Le Marc Levy 2012 est arrivé. Avec la régularité d’un métronome, l’auteur aux 24 millions de livres vendus sort son nouveau cru : Si c’était à refaire.
Le dernier livre de Marc Levy est un roman trépidant qui suit l’enquête d’un journaliste, reporter au New York Times, assassiné une semaine après son mariage. Interviewé par Direct Matin, l'auteur avoue qu'il s'agit d'un personnage dont il se dit particulièrement complice.
Direct Matin : Quel est le cœur du livre ?
Marc Levy : C’est un documentaire sur la vie d’un reporter qui m’a profondément bouleversé et m’a donné envie de faire de cet homme un personnage de roman.
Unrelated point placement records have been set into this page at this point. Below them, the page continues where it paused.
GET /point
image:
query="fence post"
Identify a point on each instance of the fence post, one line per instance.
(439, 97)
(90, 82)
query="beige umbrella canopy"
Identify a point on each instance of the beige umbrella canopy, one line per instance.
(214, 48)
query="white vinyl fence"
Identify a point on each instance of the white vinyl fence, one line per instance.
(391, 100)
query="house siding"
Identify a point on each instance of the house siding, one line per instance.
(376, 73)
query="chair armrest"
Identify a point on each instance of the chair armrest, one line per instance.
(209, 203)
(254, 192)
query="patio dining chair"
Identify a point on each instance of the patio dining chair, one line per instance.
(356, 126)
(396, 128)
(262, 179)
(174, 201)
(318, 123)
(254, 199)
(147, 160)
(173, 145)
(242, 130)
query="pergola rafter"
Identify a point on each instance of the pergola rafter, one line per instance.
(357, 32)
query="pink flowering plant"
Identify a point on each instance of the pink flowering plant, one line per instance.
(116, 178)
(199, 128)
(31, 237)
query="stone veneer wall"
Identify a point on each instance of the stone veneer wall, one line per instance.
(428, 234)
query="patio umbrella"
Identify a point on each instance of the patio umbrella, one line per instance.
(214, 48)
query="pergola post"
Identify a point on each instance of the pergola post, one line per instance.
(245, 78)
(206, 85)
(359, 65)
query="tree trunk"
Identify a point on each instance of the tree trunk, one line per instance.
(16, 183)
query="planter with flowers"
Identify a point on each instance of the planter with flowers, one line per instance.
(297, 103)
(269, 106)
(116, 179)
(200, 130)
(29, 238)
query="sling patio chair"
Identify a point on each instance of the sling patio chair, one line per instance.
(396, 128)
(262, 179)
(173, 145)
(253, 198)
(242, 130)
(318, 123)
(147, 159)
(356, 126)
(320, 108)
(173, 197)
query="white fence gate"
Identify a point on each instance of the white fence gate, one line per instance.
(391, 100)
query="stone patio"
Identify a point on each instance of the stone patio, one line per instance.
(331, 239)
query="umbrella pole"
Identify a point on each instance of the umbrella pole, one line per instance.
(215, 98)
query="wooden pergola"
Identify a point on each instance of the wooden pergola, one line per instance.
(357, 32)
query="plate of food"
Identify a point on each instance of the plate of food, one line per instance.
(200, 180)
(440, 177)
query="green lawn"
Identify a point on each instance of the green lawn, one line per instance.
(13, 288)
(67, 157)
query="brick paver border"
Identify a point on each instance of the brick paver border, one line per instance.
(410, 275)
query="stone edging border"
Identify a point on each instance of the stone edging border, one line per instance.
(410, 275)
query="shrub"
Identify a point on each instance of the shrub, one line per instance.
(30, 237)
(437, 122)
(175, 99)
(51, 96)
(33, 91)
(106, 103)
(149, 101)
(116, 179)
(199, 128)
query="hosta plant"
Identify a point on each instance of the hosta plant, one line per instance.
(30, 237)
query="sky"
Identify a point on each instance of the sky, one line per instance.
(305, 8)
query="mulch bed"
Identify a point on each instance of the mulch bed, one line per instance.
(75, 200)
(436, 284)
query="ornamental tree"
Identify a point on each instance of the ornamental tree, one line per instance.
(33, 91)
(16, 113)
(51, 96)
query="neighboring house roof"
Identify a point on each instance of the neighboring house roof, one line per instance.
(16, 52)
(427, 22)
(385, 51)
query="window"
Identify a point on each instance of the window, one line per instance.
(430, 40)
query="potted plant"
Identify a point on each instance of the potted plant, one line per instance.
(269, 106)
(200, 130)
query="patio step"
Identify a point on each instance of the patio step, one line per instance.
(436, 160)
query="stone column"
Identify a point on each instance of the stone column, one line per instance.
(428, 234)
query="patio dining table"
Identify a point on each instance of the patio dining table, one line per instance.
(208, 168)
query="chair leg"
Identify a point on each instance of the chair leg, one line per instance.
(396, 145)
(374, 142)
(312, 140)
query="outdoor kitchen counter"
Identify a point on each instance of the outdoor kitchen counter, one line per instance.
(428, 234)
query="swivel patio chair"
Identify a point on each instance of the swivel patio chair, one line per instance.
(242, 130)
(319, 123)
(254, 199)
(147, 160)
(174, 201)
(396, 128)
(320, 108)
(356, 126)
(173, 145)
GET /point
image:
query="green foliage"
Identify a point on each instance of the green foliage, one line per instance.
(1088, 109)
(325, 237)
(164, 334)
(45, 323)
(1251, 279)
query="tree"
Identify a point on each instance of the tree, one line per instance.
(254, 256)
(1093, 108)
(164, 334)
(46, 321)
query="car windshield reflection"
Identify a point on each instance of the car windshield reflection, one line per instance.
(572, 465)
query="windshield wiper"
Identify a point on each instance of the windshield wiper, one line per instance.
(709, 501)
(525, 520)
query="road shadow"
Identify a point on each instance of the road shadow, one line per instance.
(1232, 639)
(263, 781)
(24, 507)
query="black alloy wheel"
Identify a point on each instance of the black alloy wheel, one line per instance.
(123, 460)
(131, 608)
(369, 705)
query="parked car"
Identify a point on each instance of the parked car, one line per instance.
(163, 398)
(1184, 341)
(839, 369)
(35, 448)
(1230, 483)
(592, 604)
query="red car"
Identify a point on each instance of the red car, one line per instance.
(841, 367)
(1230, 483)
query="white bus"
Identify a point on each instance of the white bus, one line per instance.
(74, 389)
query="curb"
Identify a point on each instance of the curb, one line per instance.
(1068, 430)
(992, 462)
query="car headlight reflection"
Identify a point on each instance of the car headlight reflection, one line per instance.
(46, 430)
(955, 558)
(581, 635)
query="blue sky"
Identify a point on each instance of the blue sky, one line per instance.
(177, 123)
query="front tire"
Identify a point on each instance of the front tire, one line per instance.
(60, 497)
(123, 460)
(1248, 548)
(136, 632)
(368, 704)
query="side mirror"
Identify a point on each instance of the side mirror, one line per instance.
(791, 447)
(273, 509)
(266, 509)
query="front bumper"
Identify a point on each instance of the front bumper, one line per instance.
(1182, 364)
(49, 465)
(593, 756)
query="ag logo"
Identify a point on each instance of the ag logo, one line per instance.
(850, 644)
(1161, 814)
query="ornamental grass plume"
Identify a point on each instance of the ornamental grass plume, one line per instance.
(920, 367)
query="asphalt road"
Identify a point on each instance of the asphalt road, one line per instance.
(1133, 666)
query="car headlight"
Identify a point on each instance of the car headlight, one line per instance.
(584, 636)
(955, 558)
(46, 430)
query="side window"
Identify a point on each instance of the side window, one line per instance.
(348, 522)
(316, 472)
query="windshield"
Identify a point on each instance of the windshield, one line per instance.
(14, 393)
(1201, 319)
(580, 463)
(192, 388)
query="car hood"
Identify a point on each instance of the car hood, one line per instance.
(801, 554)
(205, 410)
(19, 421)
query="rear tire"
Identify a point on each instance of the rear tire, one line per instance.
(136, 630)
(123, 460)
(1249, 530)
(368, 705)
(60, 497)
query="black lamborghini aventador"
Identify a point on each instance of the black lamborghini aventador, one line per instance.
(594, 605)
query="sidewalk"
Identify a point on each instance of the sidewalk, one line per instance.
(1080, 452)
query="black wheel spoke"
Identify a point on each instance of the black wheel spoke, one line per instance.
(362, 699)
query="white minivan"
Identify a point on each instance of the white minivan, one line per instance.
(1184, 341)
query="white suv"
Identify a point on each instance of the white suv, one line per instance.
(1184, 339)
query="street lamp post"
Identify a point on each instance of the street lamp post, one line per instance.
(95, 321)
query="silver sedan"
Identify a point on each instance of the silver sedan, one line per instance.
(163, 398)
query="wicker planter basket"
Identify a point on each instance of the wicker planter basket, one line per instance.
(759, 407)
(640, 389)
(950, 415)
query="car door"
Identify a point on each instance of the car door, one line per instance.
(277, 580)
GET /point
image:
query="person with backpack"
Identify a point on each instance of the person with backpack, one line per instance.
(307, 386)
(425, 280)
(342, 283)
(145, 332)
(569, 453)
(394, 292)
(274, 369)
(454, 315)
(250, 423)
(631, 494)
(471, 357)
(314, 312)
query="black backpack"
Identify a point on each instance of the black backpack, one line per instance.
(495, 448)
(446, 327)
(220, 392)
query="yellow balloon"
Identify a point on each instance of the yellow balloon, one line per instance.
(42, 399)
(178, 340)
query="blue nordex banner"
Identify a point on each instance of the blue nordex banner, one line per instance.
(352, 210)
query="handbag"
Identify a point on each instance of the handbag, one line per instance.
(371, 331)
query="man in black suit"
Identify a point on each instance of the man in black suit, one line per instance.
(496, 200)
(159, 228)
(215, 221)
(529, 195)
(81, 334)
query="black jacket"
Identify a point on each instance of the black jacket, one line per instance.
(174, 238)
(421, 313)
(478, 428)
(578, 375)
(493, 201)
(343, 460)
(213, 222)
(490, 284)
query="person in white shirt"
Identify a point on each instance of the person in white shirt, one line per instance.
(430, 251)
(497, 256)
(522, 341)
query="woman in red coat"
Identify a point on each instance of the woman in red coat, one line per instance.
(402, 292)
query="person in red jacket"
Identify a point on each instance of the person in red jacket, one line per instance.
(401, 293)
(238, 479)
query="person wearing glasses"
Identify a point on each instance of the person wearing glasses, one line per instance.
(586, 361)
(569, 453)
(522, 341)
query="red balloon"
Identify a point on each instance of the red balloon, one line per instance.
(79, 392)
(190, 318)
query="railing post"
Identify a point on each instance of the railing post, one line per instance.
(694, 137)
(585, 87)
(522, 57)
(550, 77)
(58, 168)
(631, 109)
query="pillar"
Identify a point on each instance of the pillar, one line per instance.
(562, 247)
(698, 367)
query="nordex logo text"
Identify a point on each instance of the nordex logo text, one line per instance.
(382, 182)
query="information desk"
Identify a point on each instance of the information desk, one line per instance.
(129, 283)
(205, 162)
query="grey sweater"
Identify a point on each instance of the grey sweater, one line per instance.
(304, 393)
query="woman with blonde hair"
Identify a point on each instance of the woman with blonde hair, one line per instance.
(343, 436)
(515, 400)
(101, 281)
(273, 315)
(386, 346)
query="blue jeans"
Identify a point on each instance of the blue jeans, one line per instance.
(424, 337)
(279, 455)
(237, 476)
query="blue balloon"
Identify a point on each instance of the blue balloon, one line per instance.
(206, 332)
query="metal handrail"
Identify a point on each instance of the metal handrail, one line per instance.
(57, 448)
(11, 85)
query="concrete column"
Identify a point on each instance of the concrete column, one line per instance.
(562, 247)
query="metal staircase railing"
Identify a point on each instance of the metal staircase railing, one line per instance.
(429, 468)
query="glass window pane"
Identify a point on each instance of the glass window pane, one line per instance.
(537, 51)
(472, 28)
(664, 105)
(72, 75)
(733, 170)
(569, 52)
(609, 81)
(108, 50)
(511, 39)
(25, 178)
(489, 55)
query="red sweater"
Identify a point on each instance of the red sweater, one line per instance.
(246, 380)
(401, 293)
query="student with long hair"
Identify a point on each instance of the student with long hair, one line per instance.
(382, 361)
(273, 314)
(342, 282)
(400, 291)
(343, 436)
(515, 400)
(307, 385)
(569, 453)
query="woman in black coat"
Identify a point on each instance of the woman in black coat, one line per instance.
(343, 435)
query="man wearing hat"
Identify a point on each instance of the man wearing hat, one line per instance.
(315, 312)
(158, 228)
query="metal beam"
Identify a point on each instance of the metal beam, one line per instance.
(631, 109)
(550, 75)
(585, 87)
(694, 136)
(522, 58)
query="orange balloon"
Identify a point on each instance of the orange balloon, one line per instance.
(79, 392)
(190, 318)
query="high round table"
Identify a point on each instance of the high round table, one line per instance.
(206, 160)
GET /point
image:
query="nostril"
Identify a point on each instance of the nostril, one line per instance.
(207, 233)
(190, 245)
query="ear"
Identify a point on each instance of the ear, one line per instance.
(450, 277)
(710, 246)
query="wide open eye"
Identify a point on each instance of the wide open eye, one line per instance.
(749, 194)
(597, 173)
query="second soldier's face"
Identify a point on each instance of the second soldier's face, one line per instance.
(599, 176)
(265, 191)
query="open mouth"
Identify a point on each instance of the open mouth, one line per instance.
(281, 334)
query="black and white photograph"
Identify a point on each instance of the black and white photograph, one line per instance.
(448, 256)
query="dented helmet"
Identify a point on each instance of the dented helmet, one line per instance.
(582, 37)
Sans l’avoir rencontré, j’ai ressenti une certaine complicité avec lui. Lui dans la réalité, moi dans la fiction.
DM : Est-ce un métier que vous auriez aimé exercer ?
Marc Levy : Il me fascine depuis l’enfance. Le métier de reporter devrait être reconnu d’utilité publique. La presse est indispensable à l’équilibre démocratique.
DM : Quel défi vous étiez-vous fixé ?
Marc Levy : J’ai voulu mener une enquête journalistico-policière et rattacher la petite et la grande histoire. J’ai beaucoup travaillé sur le rythme. Le vrai défi était de faire aimer au lecteur un type qui n’a pas grand-chose pour lui au départ.
DM : Votre roman s’intitule Si c’était à refaire. Et vous, que referiez-vous ?
Marc Levy : Ce métier m’a apporté tellement de bonheur que «je referais le chemin», comme disait Aragon. Mais il est évident que mes douze ans de travail ont modifié mon approche de l’écriture et des personnages. L’expérience m’empêcherait peut-être de commettre les mêmes erreurs. Mais l’apprentissage continue.
Informations pratiques : Si c’était à refaire, de Marc Levy. Robert Laffont.